To move forward in a (post)pandemic world, education must be (re)configured in ways that ensure the learner is able to actively construct meaning. Thankfully, much of the history and social studies curriculum in Canada invites this active construction of meaning aligning with the North American trend of skills-based history education found in the C3 framework or the Historical Thinking Benchmarks. However, as
Historica Canada (2021) Canadian history report card has shown, these curricula do not provide sufficient opportunities for students to integrate personal and community histories into their understanding of the Canadian past. Moving into a (post)pandemic world, students’ homes and contexts must be taken into consideration so that students are actively invited to understand these perspectives in both time and place.

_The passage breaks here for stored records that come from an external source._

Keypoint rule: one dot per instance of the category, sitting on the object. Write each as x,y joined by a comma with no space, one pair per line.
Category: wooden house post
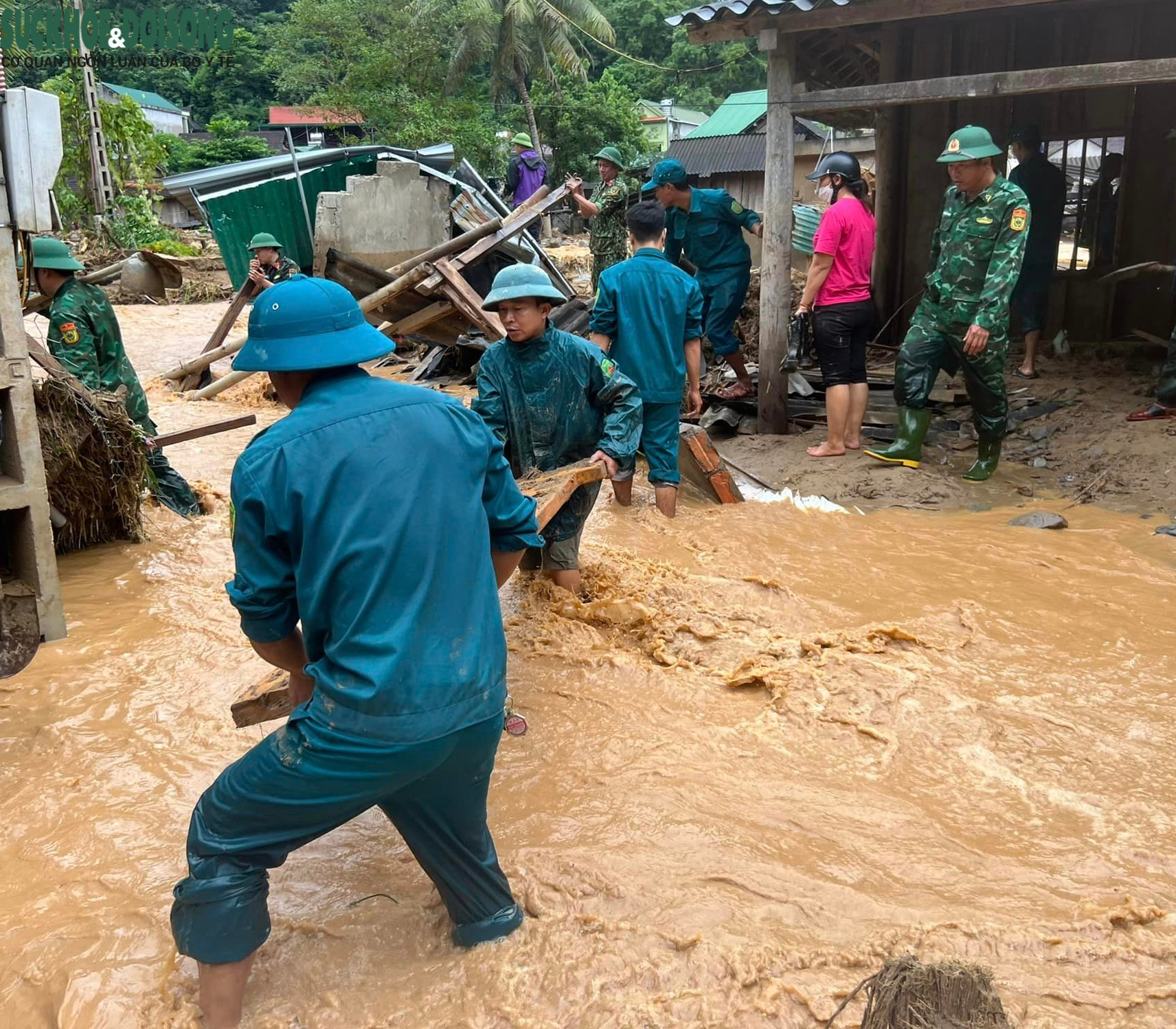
776,265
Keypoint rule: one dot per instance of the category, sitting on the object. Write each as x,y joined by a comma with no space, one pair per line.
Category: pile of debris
433,299
95,465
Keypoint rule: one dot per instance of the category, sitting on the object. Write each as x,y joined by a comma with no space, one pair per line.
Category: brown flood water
923,756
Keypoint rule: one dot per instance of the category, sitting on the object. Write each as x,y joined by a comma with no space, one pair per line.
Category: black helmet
839,163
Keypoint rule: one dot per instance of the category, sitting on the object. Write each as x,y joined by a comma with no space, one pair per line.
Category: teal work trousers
307,779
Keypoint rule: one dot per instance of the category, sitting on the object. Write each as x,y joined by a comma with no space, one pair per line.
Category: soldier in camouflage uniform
604,210
269,265
963,319
86,339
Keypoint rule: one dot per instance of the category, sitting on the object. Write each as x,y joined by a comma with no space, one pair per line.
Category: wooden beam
776,264
857,13
467,300
987,84
223,330
211,429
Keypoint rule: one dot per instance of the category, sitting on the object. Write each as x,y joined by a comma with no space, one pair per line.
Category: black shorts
841,332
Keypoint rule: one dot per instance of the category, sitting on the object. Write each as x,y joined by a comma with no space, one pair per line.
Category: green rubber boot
907,449
987,459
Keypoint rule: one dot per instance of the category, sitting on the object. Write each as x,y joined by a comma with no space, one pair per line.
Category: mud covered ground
1090,452
773,748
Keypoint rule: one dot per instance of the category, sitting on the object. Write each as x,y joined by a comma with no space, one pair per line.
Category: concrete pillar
776,266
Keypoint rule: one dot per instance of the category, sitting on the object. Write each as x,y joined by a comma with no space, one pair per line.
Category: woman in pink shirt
837,292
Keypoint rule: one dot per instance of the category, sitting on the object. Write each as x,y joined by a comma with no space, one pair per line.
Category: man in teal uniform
648,317
604,211
708,225
963,319
86,339
1045,186
398,673
269,265
554,399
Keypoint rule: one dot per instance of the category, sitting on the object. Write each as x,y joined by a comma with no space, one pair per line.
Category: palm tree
523,39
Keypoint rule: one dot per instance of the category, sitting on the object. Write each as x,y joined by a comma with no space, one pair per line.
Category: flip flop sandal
1156,412
728,393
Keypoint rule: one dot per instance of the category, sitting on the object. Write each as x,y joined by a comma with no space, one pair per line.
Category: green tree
385,61
241,89
523,41
132,147
228,144
583,118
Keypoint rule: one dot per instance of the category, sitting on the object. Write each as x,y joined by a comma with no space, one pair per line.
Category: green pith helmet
969,144
51,253
611,155
264,239
519,282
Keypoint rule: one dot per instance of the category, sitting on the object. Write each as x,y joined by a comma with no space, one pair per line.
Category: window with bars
1093,170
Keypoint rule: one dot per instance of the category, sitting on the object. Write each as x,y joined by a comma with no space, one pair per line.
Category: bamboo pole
219,386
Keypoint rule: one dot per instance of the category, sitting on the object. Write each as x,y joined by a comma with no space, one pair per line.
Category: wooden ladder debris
701,465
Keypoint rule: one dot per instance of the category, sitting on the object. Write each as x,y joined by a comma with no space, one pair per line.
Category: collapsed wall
383,219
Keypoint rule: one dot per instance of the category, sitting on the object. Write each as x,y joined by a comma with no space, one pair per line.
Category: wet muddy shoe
987,459
907,449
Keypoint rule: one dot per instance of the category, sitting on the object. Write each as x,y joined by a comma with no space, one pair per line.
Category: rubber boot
907,449
987,459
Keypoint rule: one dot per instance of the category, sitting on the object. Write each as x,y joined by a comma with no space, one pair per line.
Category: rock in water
1040,520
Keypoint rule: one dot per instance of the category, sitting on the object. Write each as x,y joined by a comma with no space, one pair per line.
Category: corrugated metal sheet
720,155
804,224
745,8
274,206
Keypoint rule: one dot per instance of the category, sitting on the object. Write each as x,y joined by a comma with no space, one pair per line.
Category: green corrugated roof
738,113
144,98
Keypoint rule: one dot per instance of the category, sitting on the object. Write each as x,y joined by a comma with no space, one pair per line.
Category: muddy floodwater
776,748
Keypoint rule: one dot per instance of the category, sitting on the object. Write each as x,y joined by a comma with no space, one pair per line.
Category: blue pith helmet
519,282
305,324
665,173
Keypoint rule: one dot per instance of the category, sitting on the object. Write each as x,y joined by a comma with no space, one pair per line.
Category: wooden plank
553,490
776,264
519,219
857,13
198,432
223,330
467,300
701,464
269,698
265,700
987,84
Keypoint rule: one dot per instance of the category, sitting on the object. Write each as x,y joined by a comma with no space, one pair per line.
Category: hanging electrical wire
613,49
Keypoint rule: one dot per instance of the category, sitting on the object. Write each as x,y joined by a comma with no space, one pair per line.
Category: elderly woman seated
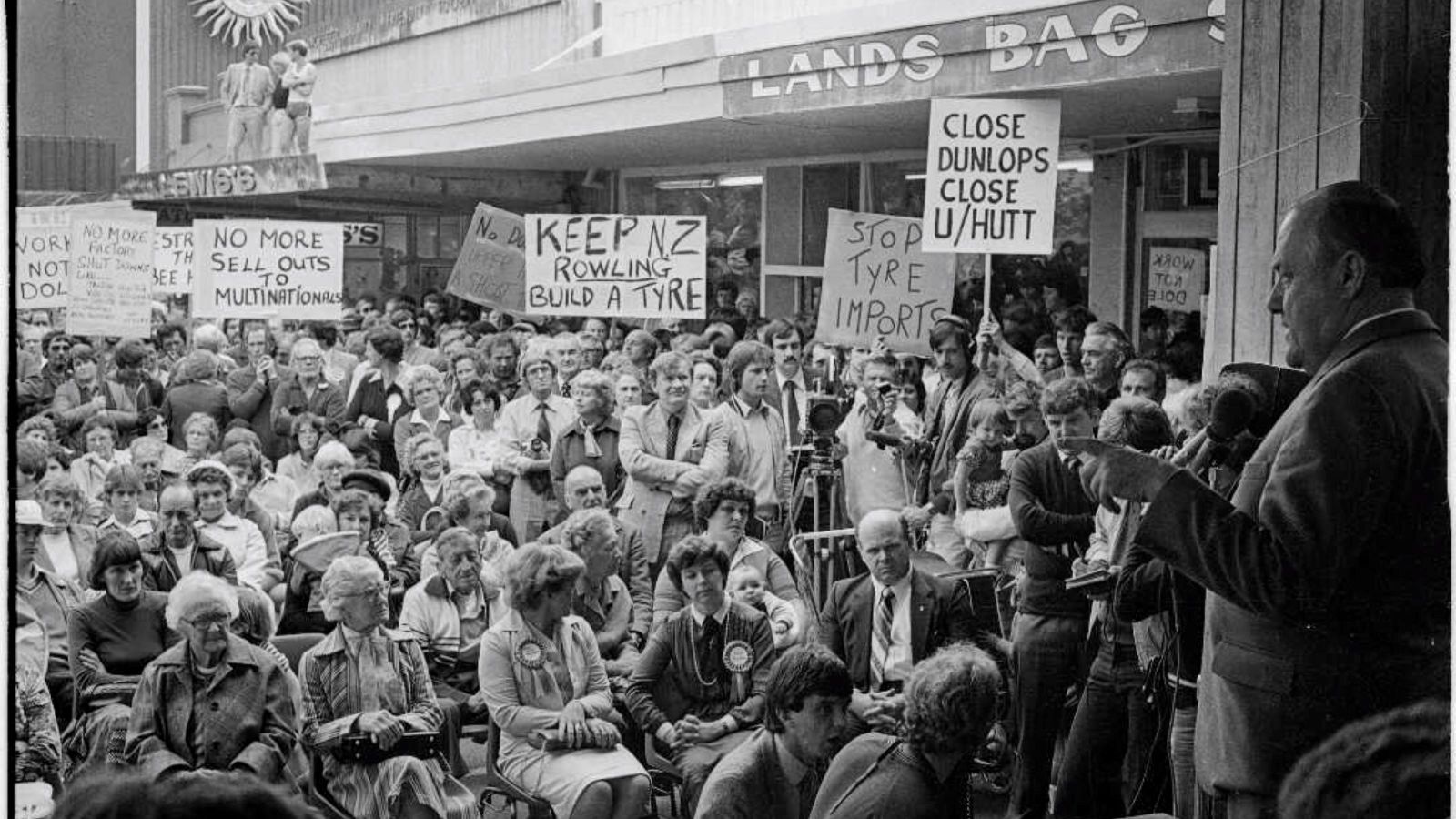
713,658
950,702
370,683
545,683
724,509
111,639
602,598
213,703
448,614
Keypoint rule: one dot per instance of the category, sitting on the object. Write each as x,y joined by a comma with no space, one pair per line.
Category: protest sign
43,251
616,266
491,267
172,261
878,281
992,175
1176,278
109,290
255,268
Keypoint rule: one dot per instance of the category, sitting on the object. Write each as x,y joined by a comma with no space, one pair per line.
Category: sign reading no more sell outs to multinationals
992,175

A key component of this work is ensuring that students are not siloed in their thinking or limited by disciplinary boundaries. Students can readily understand impacts and effects across bodies, lives, and experiences, which is why teaching with the concept of syndemics has been such a valuable tool for DMC’s work over the last three years. DMC, with an emphasis on intersections and curatorial thinking, has been able to eschew “pedagogical compartmentalization” (
Hackett et al. 2020) and develop more integrated ways of thinking about the world: past, present, and future. This integrative, critical, and interdisciplinary focus is an approach to a (post)pandemic world that prioritizes a creative student responsiveness to upcoming challenges. DMC believes that curatorial thinking meets the challenges that educators will have to grapple with in the coming years and looks forward to further collaborative opportunities to expand this vision.